To illustrate this approximation, let’s try \(f(x) = \cos x\) and estimate \(df/dx\) at \(x = 3\pi/2\) with the three approximations: the origin secant, the \(x = 0\) secant, and the significant-change approximation. The origin secant goes from (0, 0) to (3\pi/2, 0), so it has zero slope. It is a poor approximation to the exact slope of 1. The \(x = 0\) secant goes from (0, 1) to (3\pi/2, 0), so it has a slope of \(−2/3 \pi\), which is worse than predicting zero slope because even the sign is wrong!

The significant-change approximation might provide more accuracy. What is a significant change in \(f(x) = \cos x\)? Because the cosine changes by 2(from −1 to 1), call 1/2 a significant change in \(f(x)\). That change happens when \(x\) changes from \(3\pi/2\), where \(f(x) = 0\), to \(3\pi/2 + \pi/6\), where \(f(x) = 1/2\). In other words, \(Δx\) is \(\pi/6\). The approximate derivative is therefore
\[\frac{df}{dx} ∼ \frac{\text{ significant Δf near x }}{Δx} ∼ \frac{1/2}{\pi/6} = \frac{3}{\pi}. \label{3.19} \]
This estimate is approximately 0.955 amazingly close to the true derivative of 1.
Problem 3.14 Derivative of a quadratic
With \(f(x) = x^{2}\), estimate df/dx at \(x = 5\) using three approximations: the origin secant, the \(x = 0\) secant, and the significant-change approximation. Compare these estimates to the true slope.
Problem 3.15 Derivative of the logarithm
Use the significant-change approximation to estimate the derivative of \(lnx\) at \(x = 10\). Compare the estimate to the true slope.
Problem 3.16 Lennard–Jones potential
The Lennard–Jones potential is a model of the interaction energy between two nonpolar molecules such as \(N_{2}\) or \(CH_{4}\). It has the form
\[V(r) = 4\mathcal{E} [ (\frac{\sigma}{r}^{12}) - (\frac{\sigma}{r}^{6})], \label{3.20} \]

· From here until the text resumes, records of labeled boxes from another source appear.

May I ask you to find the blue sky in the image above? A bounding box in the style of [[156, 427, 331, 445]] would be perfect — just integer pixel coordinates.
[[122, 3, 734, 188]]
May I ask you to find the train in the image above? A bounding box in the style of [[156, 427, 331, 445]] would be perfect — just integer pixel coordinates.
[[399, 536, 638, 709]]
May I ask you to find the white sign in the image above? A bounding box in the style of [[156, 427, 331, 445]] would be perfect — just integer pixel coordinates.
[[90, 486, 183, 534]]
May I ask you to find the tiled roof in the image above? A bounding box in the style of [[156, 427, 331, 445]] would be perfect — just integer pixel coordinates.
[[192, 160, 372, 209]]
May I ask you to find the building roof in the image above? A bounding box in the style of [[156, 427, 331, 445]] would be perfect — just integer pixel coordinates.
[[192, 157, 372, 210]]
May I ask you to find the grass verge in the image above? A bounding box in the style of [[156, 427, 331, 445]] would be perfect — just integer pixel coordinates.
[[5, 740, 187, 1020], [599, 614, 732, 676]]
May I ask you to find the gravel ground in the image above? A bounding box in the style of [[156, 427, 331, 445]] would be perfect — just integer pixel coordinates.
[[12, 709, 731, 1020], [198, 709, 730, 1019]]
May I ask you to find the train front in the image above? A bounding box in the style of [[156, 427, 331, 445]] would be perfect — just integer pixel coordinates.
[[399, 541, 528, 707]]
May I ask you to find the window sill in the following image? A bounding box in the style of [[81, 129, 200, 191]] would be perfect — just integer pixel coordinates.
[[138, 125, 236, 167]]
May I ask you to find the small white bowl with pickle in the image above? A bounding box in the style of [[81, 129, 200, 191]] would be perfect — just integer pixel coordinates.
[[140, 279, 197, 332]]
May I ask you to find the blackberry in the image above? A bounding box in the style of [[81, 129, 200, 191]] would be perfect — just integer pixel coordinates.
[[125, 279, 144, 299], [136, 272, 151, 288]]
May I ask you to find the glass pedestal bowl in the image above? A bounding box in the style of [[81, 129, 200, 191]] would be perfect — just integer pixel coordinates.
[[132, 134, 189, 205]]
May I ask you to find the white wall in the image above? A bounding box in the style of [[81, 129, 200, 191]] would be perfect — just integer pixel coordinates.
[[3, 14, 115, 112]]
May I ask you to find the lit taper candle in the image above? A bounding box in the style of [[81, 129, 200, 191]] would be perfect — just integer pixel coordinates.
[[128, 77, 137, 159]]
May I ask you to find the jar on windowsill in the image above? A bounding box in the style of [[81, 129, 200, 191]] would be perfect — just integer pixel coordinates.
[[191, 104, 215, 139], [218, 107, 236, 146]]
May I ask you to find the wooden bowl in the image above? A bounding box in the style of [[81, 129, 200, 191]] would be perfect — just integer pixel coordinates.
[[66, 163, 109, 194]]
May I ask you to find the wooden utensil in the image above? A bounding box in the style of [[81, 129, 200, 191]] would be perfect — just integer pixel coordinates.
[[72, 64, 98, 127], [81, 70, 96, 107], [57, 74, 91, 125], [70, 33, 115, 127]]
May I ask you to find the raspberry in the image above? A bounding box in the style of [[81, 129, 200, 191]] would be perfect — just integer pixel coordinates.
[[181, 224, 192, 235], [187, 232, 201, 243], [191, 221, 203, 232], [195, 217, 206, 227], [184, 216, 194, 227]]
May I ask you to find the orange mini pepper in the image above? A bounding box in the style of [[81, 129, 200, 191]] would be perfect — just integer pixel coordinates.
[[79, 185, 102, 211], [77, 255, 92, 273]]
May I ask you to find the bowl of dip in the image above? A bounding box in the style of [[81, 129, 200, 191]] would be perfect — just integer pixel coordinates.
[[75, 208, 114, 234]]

where r is the distance between the molecules, and ε and σ are constants that depend on the molecules. Use the origin secant to estimate \(r_{0}\), the separation \(r\) at which \(V(r)\) is a minimum. Compare the estimate to the true \(r_{0}\) found using calculus.
Problem 3.17 Approximate maxima and minima
Let \(f(x)\) be an increasing function and \(g(x)\) a decreasing function. Use the origin secant to show, approximately, that \(h(x) = f(x) + g(x)\) has a minimum where \(f(x) = g(x)\). This useful rule of thumb, which generalizes Problem 3.16, is often called the balancing heuristic.